4. Community members themselves must avail themselves of the financial resources that are available. JFunds — comprised of the Jewish Assistance Fund, Hebrew Free Loan, SOS Pittsburgh at the JFCS Food Pantry, and college and Israel scholarships — offers robust grants and loans that can help families offset large expenses while shouldering the costs of Jewish education or camp. These programs are not for “someone poorer.” Given the strain on the middle class, these organizations want to serve more double-income families. Moreover, JFunds offers a free financial coach to partner with families who are shouldering costs like day school tuition or overnight camp.

If our schools and shuls want to survive (and these institutions only will survive if people can afford them), they and community conveners need to find a way to subsidize more of the costs.

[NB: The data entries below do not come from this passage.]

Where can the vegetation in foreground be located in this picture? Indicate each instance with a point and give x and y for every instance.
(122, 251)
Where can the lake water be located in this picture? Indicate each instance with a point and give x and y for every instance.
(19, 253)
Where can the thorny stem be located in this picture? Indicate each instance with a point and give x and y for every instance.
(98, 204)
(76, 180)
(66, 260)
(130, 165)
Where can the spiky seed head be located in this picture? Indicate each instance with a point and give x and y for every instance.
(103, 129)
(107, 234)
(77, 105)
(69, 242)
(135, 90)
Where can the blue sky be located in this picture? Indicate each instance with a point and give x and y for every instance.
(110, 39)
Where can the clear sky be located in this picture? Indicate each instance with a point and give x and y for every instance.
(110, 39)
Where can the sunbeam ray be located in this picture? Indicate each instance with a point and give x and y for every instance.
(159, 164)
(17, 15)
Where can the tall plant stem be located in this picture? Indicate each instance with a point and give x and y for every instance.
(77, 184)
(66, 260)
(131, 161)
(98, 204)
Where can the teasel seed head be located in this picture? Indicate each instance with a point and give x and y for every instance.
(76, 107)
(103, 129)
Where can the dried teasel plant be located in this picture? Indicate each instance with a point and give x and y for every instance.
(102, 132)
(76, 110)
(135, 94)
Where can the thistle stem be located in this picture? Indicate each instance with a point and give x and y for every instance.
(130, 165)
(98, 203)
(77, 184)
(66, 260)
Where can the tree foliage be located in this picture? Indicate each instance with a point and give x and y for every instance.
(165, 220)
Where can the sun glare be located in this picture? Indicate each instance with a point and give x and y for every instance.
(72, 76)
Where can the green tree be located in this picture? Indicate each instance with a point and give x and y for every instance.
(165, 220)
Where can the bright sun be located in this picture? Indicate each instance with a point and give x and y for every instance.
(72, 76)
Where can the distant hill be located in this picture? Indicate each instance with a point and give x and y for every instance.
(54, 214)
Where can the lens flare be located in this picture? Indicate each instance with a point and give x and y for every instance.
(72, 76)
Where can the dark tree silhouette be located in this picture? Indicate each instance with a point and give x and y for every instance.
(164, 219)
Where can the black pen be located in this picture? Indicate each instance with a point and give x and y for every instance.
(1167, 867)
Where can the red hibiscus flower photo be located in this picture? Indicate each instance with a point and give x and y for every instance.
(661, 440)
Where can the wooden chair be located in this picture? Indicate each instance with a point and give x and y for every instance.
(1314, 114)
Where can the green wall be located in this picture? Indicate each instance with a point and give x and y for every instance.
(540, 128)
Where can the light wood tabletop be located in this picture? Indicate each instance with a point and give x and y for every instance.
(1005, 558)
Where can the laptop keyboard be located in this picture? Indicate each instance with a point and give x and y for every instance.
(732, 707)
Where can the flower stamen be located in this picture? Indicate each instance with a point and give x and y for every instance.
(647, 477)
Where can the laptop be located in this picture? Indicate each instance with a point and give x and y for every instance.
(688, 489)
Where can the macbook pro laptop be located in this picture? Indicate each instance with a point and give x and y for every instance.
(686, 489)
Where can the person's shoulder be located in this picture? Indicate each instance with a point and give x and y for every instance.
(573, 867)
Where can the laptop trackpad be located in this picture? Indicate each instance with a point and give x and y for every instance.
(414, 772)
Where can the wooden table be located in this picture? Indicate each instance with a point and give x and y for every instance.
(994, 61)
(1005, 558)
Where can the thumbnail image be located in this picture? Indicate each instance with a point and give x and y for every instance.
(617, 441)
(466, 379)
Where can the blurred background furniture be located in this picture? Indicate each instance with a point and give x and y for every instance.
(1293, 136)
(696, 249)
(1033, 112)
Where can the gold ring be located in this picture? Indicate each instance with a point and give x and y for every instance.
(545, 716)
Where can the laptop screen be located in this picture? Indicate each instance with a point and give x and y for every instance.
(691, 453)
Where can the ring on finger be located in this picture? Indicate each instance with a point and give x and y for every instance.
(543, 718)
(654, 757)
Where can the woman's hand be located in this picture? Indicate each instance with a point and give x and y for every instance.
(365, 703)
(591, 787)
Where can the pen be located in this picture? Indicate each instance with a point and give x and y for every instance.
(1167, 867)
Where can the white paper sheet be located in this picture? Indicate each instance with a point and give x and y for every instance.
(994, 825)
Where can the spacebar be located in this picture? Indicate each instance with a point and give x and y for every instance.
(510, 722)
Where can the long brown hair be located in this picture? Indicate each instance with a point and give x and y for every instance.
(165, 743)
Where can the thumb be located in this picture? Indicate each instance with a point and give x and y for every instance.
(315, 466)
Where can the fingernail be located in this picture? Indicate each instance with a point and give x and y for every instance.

I don’t have all the answers, but the questions are clear: What is it that we, as a community, value most? Do our pricing structures reflect those values? If not, are we ready to think in new, maybe uncomfortable ways to change the status quo?
As the health crisis of the pandemic is outshadowed by the financial crisis, it’s time to answer these questions and alleviate the economic burden on Jewish families. PJC

Aviva Lubowsky, MSW, is the director of marketing and development at the Hebrew Free Loan Association of Pittsburgh.